Rassa nodded as Anna brought him a slice of bread and cheese for his breakfast, "Fine, thanks".
"And how are you feeling?"
"Better," Rassa admitted.
There was silence before Anna asked cautiously, "Do you remember…?"
"No, sorry," Rassa said, "But I'll keep trying. Maybe if I could get back into a normal routine again it would help".
"Oh," Anna said, "Are you sure? You're still injured. We don't want to push you too mu-"
"Really, mum," Rassa smiled, "I'm fine".
Anna and Jane looked at one another before Jane spoke up, "If you're sure".
Rassa nodded, "I am".
Jane nodded, "About the wedding…don't feel pressured about it. I'm willing to wait until you do remember. It seems cruel to make you get married to me when you don't even remember falling in love with me".
She seemed quite sad to say this, but there was a kind of determination behind her gaze as well.
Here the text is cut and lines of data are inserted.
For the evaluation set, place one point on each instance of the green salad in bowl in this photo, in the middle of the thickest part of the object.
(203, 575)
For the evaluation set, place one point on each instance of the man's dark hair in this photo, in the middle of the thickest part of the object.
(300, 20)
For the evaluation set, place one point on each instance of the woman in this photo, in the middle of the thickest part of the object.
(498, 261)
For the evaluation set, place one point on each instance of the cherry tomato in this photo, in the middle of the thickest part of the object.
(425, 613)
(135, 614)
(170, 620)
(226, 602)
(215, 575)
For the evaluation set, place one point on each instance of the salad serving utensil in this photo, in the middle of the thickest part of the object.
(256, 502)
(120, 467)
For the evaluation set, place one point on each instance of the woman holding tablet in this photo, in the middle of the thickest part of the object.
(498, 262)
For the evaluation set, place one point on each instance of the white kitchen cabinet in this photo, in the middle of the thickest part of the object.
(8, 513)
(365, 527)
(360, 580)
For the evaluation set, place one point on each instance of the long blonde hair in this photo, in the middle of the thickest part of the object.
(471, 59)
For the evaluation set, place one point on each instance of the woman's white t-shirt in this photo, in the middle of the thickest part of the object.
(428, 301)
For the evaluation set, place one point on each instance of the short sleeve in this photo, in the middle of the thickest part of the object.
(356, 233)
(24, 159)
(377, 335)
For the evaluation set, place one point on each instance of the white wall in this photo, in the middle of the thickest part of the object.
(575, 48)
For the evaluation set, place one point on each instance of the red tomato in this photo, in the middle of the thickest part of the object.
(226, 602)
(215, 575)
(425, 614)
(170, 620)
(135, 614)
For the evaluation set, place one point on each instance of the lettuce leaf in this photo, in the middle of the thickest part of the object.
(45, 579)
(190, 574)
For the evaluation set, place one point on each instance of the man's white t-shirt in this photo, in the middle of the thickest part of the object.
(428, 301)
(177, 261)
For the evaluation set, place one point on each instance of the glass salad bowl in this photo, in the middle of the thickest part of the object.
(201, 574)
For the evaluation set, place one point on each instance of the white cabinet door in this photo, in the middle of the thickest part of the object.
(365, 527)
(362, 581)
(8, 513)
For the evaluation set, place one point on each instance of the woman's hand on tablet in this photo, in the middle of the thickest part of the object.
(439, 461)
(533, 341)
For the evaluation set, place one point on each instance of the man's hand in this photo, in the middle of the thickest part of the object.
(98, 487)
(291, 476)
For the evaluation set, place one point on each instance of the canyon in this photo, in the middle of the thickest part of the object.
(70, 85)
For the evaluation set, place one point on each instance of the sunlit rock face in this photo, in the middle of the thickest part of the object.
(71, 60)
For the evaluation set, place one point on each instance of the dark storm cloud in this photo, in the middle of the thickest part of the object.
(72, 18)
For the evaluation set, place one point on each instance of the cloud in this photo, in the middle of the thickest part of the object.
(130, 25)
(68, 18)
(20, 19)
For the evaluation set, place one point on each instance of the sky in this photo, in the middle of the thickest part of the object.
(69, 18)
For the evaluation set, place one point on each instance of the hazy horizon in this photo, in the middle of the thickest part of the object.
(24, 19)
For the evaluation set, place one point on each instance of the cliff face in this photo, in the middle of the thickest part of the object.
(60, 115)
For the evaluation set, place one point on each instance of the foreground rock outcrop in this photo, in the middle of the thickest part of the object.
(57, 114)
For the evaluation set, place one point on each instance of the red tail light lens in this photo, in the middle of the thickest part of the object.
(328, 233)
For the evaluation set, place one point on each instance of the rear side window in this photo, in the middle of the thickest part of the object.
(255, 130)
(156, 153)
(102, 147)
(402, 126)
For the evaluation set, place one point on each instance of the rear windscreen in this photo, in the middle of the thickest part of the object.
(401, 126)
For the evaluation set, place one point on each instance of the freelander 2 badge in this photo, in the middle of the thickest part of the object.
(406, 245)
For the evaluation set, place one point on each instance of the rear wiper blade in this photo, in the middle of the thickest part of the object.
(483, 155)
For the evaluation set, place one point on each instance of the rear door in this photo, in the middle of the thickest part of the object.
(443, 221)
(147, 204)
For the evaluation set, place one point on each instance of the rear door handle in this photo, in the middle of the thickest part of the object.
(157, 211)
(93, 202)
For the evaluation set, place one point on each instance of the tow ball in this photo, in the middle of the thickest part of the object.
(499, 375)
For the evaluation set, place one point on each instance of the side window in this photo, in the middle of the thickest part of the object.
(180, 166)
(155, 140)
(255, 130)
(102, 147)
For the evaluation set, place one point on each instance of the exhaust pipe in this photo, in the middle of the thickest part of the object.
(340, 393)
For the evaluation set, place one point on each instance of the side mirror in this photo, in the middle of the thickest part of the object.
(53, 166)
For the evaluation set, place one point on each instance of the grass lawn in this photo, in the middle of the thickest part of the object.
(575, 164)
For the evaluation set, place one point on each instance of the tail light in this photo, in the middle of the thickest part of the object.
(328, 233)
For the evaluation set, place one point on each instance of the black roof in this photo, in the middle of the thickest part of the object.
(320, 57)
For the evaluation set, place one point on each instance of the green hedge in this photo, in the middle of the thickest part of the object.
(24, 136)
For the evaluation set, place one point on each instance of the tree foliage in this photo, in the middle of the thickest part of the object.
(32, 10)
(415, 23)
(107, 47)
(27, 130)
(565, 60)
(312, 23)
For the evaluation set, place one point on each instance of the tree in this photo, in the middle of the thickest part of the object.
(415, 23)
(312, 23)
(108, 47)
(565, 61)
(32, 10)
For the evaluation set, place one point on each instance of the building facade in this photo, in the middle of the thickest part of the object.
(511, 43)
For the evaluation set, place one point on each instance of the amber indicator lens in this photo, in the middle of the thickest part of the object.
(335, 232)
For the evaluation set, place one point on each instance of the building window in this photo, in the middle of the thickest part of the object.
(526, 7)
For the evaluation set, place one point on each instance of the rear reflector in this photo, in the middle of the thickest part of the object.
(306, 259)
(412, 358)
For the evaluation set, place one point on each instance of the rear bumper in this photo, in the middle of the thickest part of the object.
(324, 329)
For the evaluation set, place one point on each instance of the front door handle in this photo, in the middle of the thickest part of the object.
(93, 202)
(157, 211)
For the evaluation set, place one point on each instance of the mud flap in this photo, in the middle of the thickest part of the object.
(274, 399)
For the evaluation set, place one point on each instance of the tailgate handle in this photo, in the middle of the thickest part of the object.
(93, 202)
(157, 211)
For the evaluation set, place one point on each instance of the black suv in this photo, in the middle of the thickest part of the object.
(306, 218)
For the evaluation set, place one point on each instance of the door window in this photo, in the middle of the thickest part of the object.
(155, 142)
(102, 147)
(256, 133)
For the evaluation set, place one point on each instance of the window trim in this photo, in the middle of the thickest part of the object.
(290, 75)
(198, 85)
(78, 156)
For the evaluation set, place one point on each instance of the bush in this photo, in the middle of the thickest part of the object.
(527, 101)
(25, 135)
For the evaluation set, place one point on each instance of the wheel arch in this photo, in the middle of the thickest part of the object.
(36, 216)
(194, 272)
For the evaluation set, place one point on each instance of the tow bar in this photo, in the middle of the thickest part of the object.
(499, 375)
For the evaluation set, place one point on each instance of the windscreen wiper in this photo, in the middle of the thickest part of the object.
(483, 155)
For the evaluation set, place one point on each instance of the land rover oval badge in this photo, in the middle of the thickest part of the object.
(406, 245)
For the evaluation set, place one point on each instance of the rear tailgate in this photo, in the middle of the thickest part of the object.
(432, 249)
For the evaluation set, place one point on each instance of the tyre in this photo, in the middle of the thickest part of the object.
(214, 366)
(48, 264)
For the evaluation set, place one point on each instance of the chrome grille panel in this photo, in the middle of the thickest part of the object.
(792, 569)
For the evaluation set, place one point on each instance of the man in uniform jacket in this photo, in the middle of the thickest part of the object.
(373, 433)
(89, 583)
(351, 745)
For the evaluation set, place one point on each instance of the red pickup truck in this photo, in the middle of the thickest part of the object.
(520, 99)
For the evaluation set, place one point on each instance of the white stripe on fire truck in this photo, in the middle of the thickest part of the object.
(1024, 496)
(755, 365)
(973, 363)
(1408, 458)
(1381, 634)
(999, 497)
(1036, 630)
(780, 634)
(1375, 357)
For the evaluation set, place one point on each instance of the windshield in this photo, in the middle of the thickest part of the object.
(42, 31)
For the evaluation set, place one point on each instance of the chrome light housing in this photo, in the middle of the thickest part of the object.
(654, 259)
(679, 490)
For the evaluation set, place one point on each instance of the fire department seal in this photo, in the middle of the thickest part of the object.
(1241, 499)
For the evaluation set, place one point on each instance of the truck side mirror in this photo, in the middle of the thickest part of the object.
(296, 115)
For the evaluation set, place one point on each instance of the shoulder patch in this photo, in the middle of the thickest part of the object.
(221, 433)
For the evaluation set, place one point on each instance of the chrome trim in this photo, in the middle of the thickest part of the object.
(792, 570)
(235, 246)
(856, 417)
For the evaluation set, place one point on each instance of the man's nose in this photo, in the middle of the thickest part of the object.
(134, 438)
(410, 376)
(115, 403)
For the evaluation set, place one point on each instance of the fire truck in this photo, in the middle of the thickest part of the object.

Rassa leaned back in his chair as he met her eyes, "Thanks, I appreciate it".
He honestly wasn't that interested in marrying her either if he 'couldn't remember' how the relationship even began.
"Well, if you want to get back into a normal routine that's good," Anna said, trying to move the conversation along from the topic that Jane clearly considered sensitive and Rassa did not, "However, I don't think it's a good idea to get straight into working with your father again, the labour might be too much for you. How about you just return to the orchard for a few days?"
Rassa nodded, he wasn't really sure he'd be capable of the work his father did either. His head did feel like it had been injured, but it also seemed to be recovering quite quickly. He decided not the question it too much, no doubt it would ruin the illusion before him.
"Great, I'll take you there," said Jane with a smile.
Unlike the day before when she'd showed him around, Jane didn't attempt to hold his hand. It was clear she wanted to by the way she fidgeted, but she didn't reach out to take it. Her attempt to make him feel more comfortable in her presence. He appreciated it. It felt like he had more under his own control, a quality he'd severely lacked over the years thanks to his imprisonment.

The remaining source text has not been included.